# Neo4j: Modelling 'series' of events

One of the things I’ve never worked out how to model in my football graph is series of matches so that I could answer questions like the following:

How many goals has Robin Van Persie scored in his last 10 matches in the Barclays Premier League?

A brute force approach would be to get all the matches featuring Robin Van Persie in a certain competition, order them by date and take the top ten which would work but doesn’t feel very graph.

I wanted to have a linked list of Robin Van Persie’s Premier League matches in the graph so that I could very quickly traverse the graph and find the answer to my question.

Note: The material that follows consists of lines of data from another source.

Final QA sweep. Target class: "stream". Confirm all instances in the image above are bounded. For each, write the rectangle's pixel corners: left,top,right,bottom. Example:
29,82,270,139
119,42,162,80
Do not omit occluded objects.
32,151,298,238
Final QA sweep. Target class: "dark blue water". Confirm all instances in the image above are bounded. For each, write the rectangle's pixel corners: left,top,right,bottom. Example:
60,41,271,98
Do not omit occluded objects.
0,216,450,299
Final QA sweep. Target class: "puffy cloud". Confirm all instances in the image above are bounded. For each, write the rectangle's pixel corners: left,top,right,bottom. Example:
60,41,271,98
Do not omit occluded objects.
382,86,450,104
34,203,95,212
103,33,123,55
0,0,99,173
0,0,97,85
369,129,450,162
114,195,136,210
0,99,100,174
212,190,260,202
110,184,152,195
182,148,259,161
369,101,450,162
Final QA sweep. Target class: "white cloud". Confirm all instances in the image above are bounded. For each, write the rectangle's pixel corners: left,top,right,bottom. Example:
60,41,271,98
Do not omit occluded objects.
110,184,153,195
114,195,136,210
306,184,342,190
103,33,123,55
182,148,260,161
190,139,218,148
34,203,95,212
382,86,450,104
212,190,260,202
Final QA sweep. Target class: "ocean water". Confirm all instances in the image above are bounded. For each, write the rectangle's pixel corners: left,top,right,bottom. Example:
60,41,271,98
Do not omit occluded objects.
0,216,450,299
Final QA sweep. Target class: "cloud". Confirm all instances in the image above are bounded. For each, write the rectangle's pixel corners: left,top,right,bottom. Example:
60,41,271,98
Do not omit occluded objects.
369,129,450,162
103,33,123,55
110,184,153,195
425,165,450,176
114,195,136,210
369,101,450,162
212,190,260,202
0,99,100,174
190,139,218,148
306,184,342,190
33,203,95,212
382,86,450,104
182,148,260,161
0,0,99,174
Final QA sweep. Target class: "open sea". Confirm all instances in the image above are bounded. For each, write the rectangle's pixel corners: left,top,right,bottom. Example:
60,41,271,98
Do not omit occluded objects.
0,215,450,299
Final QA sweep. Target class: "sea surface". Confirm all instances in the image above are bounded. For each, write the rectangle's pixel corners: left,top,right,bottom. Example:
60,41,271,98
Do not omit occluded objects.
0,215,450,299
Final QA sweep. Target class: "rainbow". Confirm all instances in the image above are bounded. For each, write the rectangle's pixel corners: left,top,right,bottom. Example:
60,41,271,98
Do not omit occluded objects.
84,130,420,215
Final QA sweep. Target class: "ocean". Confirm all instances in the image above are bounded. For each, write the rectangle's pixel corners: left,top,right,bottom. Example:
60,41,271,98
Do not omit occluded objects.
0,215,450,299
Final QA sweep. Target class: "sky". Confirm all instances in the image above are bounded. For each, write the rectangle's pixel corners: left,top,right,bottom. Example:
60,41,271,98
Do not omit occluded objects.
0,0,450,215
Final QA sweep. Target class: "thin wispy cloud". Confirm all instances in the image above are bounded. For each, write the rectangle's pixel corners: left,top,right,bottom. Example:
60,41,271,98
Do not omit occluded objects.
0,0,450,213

One example of using a linked list could be for modelling television episodes where we capture the most recent episode and then have relationship between consecutive episodes:

This approach works well when a node is only part of one series and if we wanted to create a linked list of the consecutive matches that Robin Van Persie has played in we might model it using this approach:

It becomes a bit more interesting if we want to model multiple series of matches e.g. modelling consecutive Premier League matches as well as consecutive Champions League matches.

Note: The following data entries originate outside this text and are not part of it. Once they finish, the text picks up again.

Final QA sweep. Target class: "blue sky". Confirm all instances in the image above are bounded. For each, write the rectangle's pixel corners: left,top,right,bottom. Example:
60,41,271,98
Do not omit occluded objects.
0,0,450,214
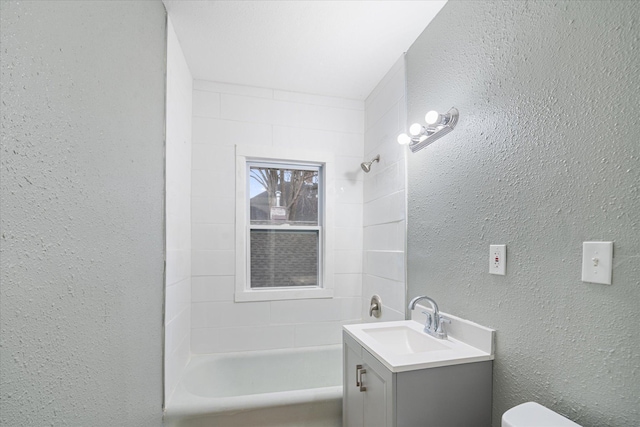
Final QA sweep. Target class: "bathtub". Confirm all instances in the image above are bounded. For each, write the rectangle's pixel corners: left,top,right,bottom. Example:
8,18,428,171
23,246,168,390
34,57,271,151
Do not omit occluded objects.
164,344,342,427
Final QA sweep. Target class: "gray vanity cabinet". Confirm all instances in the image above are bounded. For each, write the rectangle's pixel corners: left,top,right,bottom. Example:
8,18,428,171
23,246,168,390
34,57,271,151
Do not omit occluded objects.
342,332,492,427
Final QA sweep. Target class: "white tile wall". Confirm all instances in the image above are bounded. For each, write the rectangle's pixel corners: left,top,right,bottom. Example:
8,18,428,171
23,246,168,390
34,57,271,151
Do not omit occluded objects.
361,58,406,321
164,20,193,403
191,80,364,353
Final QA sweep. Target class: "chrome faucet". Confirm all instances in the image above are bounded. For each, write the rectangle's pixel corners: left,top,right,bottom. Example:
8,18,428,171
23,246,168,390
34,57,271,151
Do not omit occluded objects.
409,295,451,340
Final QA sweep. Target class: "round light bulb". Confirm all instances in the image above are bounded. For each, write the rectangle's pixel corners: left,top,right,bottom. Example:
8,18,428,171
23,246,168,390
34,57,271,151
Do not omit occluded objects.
424,110,440,125
398,133,411,145
409,123,422,136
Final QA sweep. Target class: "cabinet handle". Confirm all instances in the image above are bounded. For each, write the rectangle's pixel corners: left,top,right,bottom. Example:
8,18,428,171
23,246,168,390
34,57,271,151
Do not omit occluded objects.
356,365,367,392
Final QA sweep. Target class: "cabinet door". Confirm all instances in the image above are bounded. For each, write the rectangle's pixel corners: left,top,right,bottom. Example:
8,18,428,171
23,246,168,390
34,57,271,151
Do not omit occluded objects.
362,350,394,427
342,335,364,427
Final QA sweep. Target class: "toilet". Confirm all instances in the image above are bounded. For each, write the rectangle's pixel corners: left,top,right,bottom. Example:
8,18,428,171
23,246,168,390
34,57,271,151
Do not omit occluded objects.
502,402,581,427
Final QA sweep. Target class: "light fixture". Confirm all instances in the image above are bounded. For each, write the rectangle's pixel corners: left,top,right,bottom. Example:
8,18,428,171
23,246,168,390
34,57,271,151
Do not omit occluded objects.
360,154,380,173
398,108,458,153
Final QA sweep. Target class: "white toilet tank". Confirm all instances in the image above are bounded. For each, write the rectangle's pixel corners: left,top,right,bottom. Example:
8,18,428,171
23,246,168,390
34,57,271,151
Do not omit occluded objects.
502,402,581,427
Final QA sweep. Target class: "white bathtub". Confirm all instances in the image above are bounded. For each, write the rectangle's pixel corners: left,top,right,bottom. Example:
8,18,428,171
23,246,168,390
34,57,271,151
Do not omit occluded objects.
164,344,342,427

One way to do this would be to continue to use the 'next' relationship and have multiple linked lists of matches in different competitions

A query to find Robin Van Persie’s previous 2 Champions League matches from a particular match might read like this:

``````MATCH (g:Game)<-[:in]-(playerInMatch)<-[:played]-(player)
WHERE g.name = "Match 4" AND player.name = "Robin Van Persie"
WITH playerInMatch
MATCH (playerInMatch)<-[:NEXT*1..2]-(previousPlayerInMatch)-[:in]->(previousGame)
RETURN previousGame, previousPlayerInMatch``````

This works fine as long as each match is only part of one series but becomes problematic if we want to include a match in multiple series

e.g. the series of all Robin Van Persie matches as well as the series of Robin Van Persie matches played in the Champions League.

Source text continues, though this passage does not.